The right not to come out «handsome» at the Pentagon

Photojournalism’s mission is to document reality, not produce advertising portraits. In a press briefing about the war, a frown or a concerned expression from a Secretary of War is information as relevant as his words. However, Hegseth’s team seems to have forgotten this basic journalistic principle.

According to The Washington Post, the order to restrict access to international agencies was a direct retaliation for the dissemination of images that did not meet the secretary’s aesthetic standards. Instead, the Pentagon now offers its own photos: retouched, curated, and approved by the government itself. «Government photos are not news, they’re propaganda», have responded various press associations.

A Pentagon increasingly opaque

This incident is not an isolated event. Since Hegseth took office in January under the new Trump administration, access to information has plummeted. Credentials have been withdrawn, journalists’ movements around the building have been restricted, and a “choir” of allied media has occupied the seats left by traditional outlets that refused to accept these impositions.

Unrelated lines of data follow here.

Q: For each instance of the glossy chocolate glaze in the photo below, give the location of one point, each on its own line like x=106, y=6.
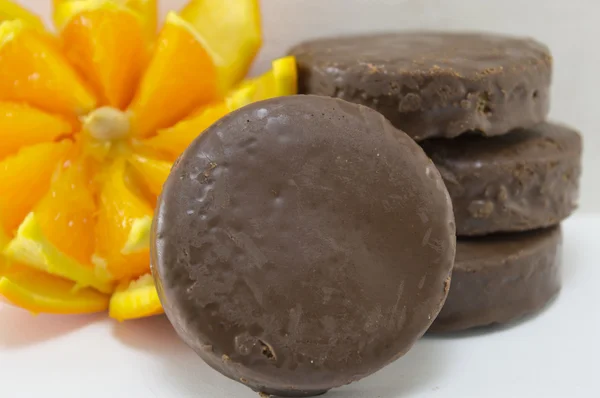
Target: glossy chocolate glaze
x=302, y=243
x=524, y=180
x=498, y=279
x=434, y=84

The veto of photographers is the latest step toward fully controlled communication. By removing the independent eye of a photographer from Reuters or Associated Press, the Pentagon ensures that the only image of the war that reaches the public is the one they want to project: one of order, control and staged heroism.

The price of vanity in times of conflict

What most outrages international public opinion is the contrast between the gravity of the situation in the Middle East and the superficiality of the measure. While the Congress debates the human and economic cost of attacks on nuclear facilities, the Department of War devotes time and resources to managing the camera angles of its secretary.

«It is a disrespect to the public and to the soldiers who are on the front», said a veteran war correspondent. “If the secretary is more concerned with his profile than with the transparency of his war reports, we have a serious leadership problem.”

The danger of the single image

The exclusion of photojournalists is a warning to navigators. If the government can decide who takes the photos based on aesthetic criteria, the next step is to decide which questions can be asked based on kindness criteria. The Pete Hegseth Pentagon has decided that, in modern warfare, the image is everything, even if keeping it requires sacrificing truth and the right to information.

Evelyn Hartwell

Evelyn Hartwell

My name is Evelyn Hartwell, and I am the editor-in-chief of BIMC Media. I’ve dedicated my career to making global news accessible and meaningful for readers everywhere. From New York, I lead our newsroom with the belief that clear journalism can connect people across borders.